For lovers of quality pop with a brain this is no little achievement.
Chris Jones 2008
Sara Bareilles is a 28-year-old singer songwriter whose career trajectory has been carefully nurtured following the signing of a major label deal three years ago. Before this she'd already recorded a self-produced album, Careful Confessions (2003). Already doing sterling business in the US, it's taken a year for this album to be finally released in the UK, possibly for fear that her album would be lost in the flood of female singer songwriters currently filling up the AOR airwaves. But Epic needn't have worried. Little Voice displays a more than competent grasp of pop dynamics, and Bareilles' voice balances sultry with strident impressively. While it'll leave the youth market cold, Bareilles' tough-but-tender confessionals and jaunty, multi-layered beatle-esque pop for grown ups (a la Jellyfish or Aimee Mann) should easily find a home in the hearts of more seasoned ears.

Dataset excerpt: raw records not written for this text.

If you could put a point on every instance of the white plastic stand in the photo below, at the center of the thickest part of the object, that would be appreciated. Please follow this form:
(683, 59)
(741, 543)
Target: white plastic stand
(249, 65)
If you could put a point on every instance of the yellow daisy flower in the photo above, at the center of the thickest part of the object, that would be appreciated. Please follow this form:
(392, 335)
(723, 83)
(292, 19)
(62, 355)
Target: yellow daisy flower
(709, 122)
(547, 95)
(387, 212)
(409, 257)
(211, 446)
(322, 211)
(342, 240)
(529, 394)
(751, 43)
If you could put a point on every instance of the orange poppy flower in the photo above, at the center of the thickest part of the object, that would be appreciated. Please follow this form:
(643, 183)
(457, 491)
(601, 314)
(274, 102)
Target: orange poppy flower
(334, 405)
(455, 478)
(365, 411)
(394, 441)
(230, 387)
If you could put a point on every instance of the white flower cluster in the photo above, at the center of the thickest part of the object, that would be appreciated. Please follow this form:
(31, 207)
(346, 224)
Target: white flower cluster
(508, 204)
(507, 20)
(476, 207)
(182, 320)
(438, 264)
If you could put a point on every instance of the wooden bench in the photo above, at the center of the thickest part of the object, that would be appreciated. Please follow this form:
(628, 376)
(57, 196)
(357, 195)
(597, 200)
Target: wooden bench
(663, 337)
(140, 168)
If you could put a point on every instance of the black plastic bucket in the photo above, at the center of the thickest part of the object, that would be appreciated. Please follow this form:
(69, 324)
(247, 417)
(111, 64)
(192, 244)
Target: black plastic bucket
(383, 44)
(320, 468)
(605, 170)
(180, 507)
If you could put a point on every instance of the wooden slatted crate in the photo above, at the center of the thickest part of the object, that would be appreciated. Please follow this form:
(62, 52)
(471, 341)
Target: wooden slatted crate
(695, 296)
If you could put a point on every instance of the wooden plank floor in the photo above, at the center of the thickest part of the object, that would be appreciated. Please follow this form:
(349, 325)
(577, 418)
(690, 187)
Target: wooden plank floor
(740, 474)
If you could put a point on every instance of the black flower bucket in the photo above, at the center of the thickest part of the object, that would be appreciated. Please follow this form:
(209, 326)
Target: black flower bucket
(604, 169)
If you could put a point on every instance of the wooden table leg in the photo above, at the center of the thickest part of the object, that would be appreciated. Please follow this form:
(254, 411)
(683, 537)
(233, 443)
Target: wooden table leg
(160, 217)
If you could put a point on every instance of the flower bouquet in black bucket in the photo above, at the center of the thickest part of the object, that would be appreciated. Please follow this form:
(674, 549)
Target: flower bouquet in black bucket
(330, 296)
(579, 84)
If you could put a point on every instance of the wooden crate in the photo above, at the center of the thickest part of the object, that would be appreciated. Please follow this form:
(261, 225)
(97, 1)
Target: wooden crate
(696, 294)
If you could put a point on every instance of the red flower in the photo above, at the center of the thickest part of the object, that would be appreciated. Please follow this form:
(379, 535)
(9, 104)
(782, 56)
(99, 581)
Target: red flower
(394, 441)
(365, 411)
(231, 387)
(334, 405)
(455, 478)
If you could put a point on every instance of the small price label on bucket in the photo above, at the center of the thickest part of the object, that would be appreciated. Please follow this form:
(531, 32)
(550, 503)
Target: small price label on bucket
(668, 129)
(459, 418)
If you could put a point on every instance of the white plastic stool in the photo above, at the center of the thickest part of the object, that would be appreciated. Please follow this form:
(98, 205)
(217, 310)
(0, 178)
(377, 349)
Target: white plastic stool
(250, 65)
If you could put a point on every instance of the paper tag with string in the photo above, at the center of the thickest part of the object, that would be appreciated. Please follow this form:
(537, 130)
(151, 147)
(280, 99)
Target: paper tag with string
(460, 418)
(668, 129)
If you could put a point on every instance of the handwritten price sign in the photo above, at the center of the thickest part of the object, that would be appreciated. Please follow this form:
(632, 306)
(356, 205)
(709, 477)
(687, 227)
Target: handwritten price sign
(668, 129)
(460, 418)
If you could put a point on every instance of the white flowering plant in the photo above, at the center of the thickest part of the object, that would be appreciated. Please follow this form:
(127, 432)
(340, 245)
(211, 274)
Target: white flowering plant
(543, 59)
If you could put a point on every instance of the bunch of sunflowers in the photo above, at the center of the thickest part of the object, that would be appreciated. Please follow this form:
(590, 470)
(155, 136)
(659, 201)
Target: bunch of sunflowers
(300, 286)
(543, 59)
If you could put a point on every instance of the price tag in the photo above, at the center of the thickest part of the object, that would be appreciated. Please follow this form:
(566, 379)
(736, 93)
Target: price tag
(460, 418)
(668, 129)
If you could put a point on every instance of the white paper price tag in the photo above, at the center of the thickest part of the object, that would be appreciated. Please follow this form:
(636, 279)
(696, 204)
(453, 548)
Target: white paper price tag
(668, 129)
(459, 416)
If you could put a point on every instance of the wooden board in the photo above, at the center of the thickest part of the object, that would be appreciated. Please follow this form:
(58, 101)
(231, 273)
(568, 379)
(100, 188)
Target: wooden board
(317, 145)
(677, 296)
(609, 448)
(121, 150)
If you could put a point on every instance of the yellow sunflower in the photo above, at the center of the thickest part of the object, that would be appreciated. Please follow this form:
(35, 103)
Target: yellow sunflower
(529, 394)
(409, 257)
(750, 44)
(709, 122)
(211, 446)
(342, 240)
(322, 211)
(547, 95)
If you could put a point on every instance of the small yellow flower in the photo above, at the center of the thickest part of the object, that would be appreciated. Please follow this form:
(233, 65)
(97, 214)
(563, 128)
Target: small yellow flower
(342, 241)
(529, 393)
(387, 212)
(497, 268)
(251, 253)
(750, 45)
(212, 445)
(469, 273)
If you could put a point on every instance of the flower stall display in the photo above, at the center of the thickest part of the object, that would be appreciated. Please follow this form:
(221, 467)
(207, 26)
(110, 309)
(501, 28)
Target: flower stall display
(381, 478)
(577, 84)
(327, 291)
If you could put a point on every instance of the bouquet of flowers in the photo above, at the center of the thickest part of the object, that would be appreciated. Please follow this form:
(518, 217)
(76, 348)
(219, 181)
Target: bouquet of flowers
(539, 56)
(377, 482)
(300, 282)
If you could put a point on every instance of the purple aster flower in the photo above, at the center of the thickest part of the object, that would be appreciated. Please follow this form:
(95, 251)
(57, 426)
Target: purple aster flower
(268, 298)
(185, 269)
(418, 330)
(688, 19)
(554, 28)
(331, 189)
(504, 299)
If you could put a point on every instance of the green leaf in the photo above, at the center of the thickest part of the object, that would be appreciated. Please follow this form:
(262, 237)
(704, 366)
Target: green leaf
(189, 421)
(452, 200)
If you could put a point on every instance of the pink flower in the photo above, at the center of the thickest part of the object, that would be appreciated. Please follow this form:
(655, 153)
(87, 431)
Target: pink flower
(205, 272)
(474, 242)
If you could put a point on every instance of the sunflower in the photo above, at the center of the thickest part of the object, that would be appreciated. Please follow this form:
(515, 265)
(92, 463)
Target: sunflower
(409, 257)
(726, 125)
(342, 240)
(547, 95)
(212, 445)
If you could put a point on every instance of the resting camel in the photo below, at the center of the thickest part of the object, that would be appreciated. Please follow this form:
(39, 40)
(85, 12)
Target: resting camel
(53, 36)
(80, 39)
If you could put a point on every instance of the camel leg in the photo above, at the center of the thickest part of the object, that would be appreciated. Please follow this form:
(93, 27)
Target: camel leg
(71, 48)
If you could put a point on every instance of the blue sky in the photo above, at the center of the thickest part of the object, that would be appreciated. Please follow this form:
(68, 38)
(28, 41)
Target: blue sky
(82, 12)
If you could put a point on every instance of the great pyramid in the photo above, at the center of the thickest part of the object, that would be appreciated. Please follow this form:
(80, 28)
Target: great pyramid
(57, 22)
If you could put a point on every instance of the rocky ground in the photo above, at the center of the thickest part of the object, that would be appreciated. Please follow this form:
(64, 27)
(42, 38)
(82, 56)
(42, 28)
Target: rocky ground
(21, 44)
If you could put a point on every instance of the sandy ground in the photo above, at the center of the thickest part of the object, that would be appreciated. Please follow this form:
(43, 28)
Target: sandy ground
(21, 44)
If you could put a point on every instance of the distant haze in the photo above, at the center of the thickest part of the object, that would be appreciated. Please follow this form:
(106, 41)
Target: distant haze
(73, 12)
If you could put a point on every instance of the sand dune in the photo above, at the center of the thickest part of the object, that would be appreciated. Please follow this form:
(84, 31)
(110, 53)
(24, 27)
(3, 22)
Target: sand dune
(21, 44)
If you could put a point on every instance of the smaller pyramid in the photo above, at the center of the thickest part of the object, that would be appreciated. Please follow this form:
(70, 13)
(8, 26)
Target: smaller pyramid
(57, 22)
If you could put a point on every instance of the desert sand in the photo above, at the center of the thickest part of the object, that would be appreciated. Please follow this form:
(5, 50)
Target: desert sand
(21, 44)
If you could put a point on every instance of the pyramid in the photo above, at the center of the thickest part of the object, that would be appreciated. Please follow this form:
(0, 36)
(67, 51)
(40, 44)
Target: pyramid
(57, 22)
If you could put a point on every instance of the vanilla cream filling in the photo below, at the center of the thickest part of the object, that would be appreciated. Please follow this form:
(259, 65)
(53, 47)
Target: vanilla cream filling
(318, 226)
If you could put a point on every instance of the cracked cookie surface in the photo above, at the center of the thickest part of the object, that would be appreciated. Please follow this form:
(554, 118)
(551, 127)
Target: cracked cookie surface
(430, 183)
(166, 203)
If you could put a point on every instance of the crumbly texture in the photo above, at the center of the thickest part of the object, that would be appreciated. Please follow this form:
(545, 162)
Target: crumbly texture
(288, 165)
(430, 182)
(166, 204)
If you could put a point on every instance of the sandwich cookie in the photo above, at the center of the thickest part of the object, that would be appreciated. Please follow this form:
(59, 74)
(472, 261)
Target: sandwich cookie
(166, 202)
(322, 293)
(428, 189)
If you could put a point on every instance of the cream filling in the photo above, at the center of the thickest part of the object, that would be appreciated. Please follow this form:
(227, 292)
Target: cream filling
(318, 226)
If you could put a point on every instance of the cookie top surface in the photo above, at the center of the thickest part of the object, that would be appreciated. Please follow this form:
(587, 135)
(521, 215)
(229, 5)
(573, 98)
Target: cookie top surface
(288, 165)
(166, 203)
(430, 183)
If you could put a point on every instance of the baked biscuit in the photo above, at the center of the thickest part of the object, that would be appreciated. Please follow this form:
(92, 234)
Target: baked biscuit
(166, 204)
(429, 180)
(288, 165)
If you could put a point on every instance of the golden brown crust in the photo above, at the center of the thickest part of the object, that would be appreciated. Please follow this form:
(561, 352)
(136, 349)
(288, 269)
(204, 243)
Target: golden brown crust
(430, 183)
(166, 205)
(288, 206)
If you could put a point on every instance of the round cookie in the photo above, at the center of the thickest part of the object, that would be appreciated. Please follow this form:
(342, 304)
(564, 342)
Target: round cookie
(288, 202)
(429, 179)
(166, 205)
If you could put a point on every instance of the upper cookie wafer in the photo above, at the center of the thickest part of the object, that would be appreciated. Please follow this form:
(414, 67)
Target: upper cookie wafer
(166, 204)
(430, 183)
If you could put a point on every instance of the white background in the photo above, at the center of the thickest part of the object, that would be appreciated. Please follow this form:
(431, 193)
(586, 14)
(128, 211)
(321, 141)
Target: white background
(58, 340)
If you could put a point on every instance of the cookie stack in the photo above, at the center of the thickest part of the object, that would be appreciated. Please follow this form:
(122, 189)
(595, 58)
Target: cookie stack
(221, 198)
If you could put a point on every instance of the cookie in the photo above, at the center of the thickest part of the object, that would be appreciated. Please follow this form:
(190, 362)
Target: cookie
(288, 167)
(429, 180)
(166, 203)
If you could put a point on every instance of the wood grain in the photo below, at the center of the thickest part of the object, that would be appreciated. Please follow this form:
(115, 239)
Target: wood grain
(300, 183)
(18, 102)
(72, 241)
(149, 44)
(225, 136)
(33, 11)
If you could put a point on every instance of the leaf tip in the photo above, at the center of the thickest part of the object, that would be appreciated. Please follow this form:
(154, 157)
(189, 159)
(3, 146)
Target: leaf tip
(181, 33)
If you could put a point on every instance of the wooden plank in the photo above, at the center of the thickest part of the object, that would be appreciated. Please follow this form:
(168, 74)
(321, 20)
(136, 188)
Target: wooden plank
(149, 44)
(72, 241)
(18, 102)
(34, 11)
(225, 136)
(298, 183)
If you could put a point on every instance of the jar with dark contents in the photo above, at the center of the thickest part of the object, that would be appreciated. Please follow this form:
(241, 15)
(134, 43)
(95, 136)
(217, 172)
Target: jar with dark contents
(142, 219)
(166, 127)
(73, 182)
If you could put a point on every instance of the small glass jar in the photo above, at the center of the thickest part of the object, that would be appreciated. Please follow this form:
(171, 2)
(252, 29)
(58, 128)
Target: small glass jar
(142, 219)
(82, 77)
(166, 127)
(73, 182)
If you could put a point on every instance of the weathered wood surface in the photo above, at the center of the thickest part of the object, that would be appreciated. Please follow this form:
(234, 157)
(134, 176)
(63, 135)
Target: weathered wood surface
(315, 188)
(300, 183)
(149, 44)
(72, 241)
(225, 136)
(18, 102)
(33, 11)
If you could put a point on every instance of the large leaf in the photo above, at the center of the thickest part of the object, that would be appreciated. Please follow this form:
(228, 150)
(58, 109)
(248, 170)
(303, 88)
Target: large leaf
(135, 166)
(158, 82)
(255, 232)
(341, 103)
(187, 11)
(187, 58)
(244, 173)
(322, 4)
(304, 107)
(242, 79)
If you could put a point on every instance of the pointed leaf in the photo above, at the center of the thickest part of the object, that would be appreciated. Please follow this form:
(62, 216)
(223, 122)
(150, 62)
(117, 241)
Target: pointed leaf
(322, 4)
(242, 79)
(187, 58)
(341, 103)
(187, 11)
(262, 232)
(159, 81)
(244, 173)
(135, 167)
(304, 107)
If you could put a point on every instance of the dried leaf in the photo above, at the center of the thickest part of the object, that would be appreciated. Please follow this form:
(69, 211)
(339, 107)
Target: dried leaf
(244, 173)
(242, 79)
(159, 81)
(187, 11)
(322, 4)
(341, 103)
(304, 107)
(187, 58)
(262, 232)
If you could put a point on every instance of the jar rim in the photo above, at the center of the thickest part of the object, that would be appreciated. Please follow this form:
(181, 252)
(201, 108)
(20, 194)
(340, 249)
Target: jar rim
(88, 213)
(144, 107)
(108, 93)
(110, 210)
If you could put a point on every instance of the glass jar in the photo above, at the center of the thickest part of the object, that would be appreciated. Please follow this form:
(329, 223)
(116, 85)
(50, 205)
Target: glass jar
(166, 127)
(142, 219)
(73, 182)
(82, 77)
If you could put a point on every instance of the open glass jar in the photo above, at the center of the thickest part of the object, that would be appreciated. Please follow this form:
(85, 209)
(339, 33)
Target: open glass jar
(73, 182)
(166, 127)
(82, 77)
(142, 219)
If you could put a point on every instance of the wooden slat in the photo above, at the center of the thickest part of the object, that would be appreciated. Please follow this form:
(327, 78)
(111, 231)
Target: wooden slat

It's this aspect of Sara Bareilles' work - especially on Fairytale, Bottle It Up or Love Song - that will draw older listeners. The lush backing vocals, upbeat cynicism and clever, slightly psychedelic, loping arrangements hit the mark with ease. There are other odious comparisons to make of course - someone this new on the scene can't escape them - Fiona Apple for downers maybe, or Tori Amos without the irritating quirkiness? But the latter reference is probably more down to the fact that Little Voice is produced by Eric Rosse who helmed several of Amos' albums. The fact is that Bareilles is still finding her true vocabulary; the sonic pallette on display here is wiggling its behind and getting comfortable in one place. So apart from the worryingly mainstream fare like Between The Lines which has seen her matched in a support role to acts like Ben Folds, Maroon 5 or even Counting Crows there's the far more interesting r 'n' b twist that surfaces on tracks like Come Round Soon or the Benny And The Jets-meets-Hall and Oates blue-eyed confection, Love On The Rocks. Elsewhere Many The Miles demonstrates that she's best when being upfront about her own experiences with a slinky beat to coax her more distinctive vocal side.
There is a slight caveat emptor clause for faithful followers, as several of the tracks on offer here are re-recorded tracks that were on Careful Confessions (albeit vastly improved), plus the piano ballads like City or Gravity simply drag the pace too much, even though they never lapse into excessively maudlin introspection. Whether this kind of very American music will find an audience beyond the parameters of a Radio 2 audience remains to be seen. But for lovers of quality pop with a brain this is no little achievement.